Set firewall to IP-block Gab's instance

[1011X]

This pull request should set up the Docker image so that it doesn't accept any packets either to or from gab.com or develop.gab.com. This (partly) fixes #120.

Important note: I say "should" because this has not been tested on the image itself yet. Local tests work, but the behavior on the image has yet to be verified. Also, this pull request should remain open until the IP of the official instance is announced so it can be included if needed.

[jhaye]

Nice work, looking good! One thing that might be useful, is running the iptables commands in separate blocks for each domain with a comment on top, which block corresponds to which domain. This will make editing the list much easier later on.

[1011X]

Thanks! Alright, I will do that in the morning.

[jhaye]

Seems like their instance is online on gab.com now.

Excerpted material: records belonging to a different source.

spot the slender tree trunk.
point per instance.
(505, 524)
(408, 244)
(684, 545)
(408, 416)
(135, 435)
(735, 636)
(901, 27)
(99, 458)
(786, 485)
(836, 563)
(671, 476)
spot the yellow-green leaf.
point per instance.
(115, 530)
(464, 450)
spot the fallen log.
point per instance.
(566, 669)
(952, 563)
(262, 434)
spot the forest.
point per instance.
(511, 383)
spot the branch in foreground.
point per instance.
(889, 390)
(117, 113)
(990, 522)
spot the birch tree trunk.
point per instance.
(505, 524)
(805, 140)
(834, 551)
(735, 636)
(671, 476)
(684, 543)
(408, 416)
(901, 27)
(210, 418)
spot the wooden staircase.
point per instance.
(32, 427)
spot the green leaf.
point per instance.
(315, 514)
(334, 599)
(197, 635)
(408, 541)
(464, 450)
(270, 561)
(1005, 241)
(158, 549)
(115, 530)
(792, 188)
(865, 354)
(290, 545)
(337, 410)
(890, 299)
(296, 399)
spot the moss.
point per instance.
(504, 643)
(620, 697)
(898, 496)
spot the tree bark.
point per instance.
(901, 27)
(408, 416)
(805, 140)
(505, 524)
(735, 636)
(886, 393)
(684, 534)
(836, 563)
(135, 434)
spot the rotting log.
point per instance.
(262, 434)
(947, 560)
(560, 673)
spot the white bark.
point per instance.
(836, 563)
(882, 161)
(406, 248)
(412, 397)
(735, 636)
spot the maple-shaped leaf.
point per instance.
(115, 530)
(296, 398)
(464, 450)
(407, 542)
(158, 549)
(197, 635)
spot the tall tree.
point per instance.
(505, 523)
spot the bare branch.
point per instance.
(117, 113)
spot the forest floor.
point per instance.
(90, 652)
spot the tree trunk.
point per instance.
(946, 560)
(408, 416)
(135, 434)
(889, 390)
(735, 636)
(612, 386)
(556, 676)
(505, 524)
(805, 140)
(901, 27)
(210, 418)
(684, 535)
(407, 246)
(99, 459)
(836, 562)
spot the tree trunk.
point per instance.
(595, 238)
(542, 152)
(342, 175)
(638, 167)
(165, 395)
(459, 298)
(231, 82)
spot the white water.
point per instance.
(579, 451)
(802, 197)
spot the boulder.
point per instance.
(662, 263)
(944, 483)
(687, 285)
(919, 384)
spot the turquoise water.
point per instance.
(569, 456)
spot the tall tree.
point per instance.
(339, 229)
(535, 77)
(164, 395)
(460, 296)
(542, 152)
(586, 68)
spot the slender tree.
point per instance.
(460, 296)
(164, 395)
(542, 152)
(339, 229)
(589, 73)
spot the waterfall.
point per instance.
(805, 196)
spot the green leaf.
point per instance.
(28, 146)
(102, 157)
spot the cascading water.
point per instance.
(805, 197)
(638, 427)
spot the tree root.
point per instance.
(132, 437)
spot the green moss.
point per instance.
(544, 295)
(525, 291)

Her are the IPs for said domain:

www.gab.com has address 104.16.122.96
www.gab.com has address 104.16.121.96
www.gab.com has IPv6 address 2606:4700::6810:7a60
www.gab.com has IPv6 address 2606:4700::6810:7960

Appear to be the same addresses.

[meltheadorable]

We don't know if those are the IPs that will be used for content fetches, if they have their workers running on a separate VPS the IPs they actually use may not even be associated with the domain -- if the domain is pointing at a load balancer same deal -- I get what you're trying to do here, I just want to be clear that this may or may not do anything at all, if their deployment is even a little tiny bit sophisticated this won't stop their traffic coming through and people should know they may not be protected in that situation.

[jhaye]

I understand, but like was said before: this is the best we can do in the immediate future.

[meltheadorable]

I was looking at their code, and there's evidence they are behind cloudflare, so this will not work.

[mal0ki]

We don't know if those are the IPs that will be used for content fetches, if they have their workers running on a separate VPS the IPs they actually use may not even be associated with the domain -- if the domain is pointing at a load balancer same deal -- I get what you're trying to do here, I just want to be clear that this may or may not do anything at all, if their deployment is even a little tiny bit sophisticated this won't stop their traffic coming through and people should know they may not be protected in that situation.

Is there ANY way to figure out what kind of set up they run, regarding this stuff, without going into their social circles?

I think this is incredibly important to keep in mind, when moving on to this part:

I understand, but like was said before: this is the best we can do in the immediate future.

While it may feel defeatist, it's also realist, I would not want to give people a false sense of security. Because that will backfire MORE than not having this in place. I feel like we need to properly discuss it on Sunday.

[Laurelai]

I have relavent information regarding this someone please private message me on mastodon

[1011X]

After learning a bit more about what we are dealing with, I've decided this change is not viable for what it's meant to do.

Although this may block one of Cloudflare's IP addresses for serving Gab, they're not the only ones, and they vary by location. Also, those IPs only pertain to their front-end, not the address(es) they use for federating they're information.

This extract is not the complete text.